Financial losses from internet-enabled cyber crimes have continued to grow and were responsible for the loss of $2.7 billion in 2018, according to the FBI Internet Crime Complaint Center (IC3) annual Internet Crime Report for 2018 published last month.

The FBI reported that IC3 received 351,936 complaints in 2018, averaging over 900 a day. Most of the complaints stemmed from non-payment and non-delivery scams, extortion, and personal data breaches from business email compromises (BECs), romance and confidence fraud, as well as investment scams.

IC3’s report indicated that complaints came from all age ranges, although individuals over the age of 60 reported the most complaints, 62,085, and losses, $649,22,724. California was also the top state of both victim count, 49,031, and loss, $450,482,128.

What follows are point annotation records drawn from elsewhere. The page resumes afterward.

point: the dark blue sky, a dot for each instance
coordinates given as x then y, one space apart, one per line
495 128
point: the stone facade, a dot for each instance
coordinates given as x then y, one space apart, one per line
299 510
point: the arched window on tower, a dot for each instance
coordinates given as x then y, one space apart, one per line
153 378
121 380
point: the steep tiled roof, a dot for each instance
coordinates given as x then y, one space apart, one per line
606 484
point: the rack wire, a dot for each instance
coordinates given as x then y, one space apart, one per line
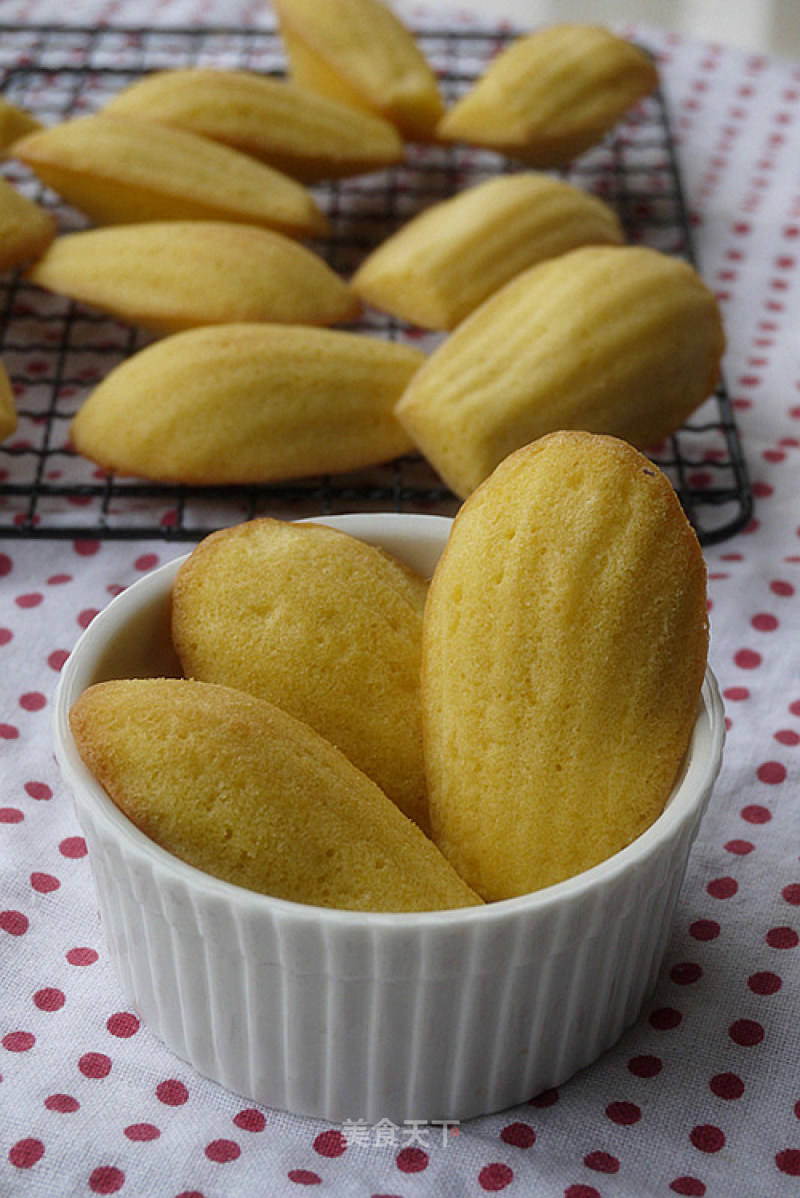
55 350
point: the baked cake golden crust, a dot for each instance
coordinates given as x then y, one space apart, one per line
564 649
551 95
616 339
240 790
321 624
247 404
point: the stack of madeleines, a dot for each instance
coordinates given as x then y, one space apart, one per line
202 182
349 734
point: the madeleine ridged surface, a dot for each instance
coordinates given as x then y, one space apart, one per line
303 133
551 95
248 403
623 340
241 790
442 264
7 405
174 274
25 228
123 169
321 624
564 651
358 52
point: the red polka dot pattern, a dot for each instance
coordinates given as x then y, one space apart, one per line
699 1093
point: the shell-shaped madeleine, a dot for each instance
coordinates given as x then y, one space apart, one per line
320 623
361 53
618 339
303 133
125 169
551 95
247 404
440 266
241 790
25 228
564 651
174 274
7 405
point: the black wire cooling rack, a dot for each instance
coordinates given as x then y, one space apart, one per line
56 350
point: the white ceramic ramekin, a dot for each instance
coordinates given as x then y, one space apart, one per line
346 1016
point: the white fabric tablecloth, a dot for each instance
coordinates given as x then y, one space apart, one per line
702 1096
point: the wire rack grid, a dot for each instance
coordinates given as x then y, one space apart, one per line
55 350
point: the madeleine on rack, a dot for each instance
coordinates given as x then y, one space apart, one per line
551 95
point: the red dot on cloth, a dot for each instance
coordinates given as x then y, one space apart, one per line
171 1093
331 1143
764 982
82 956
690 1187
707 1138
520 1135
756 814
704 930
722 888
18 1041
746 1033
773 773
624 1113
782 938
222 1151
250 1120
739 847
123 1024
747 659
49 998
495 1177
26 1153
107 1179
665 1018
13 923
601 1162
727 1085
141 1132
95 1064
644 1065
38 791
62 1103
411 1160
73 847
788 1161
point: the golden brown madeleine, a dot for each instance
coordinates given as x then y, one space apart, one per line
247 404
321 624
564 651
14 123
551 95
307 135
123 169
442 264
25 228
359 53
623 340
7 405
168 276
243 791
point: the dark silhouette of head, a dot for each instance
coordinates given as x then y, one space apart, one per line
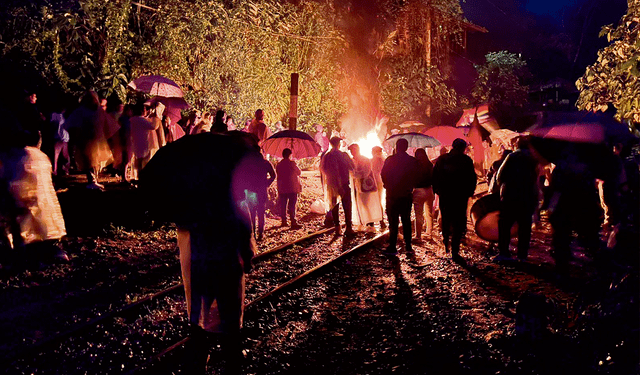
259 115
459 145
402 145
355 149
421 155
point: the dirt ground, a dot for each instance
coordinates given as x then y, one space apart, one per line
382 315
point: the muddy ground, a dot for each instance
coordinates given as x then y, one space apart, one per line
382 314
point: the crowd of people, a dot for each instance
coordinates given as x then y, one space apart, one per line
126 137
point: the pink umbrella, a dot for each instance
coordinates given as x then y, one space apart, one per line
157 85
445 134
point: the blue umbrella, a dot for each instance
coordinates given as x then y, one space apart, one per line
301 144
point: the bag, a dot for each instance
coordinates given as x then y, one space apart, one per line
368 184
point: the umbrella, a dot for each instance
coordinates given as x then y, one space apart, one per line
582 127
174 106
157 85
300 143
445 134
503 137
417 140
198 178
408 124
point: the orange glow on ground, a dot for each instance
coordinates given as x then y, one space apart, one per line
367 142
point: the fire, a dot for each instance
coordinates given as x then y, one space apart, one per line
367 142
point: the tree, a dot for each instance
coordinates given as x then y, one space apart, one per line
500 83
614 78
241 54
414 60
78 47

The number of complaints and total monetary loss from cyber crimes reported to IC3 have increased each year. In 2014, IC3 received 269,422 complaints with $800 million in losses. From 2014 to 2018, the total complaints and losses are tallied at 1.5 million and $7.45 billion, respectively.

IC3 established the Recovery Asset Team (RAT) in February 2018 to help recover BEC victims’ funds by streamlining communications to financial institutions and working within the Domestic Financial Fraud Kill Chain (DFFKC). The FBI reports that RAT has helped to a degree.

“In 2018, the IC3 RAT notified 56 field offices and 12 Legal Attachés of 1,061 DFFKC’s totaling $257,096,992, a recovery rate of 75 [percent],” FBI Cyber Division Assistant Director Matt Gorham said.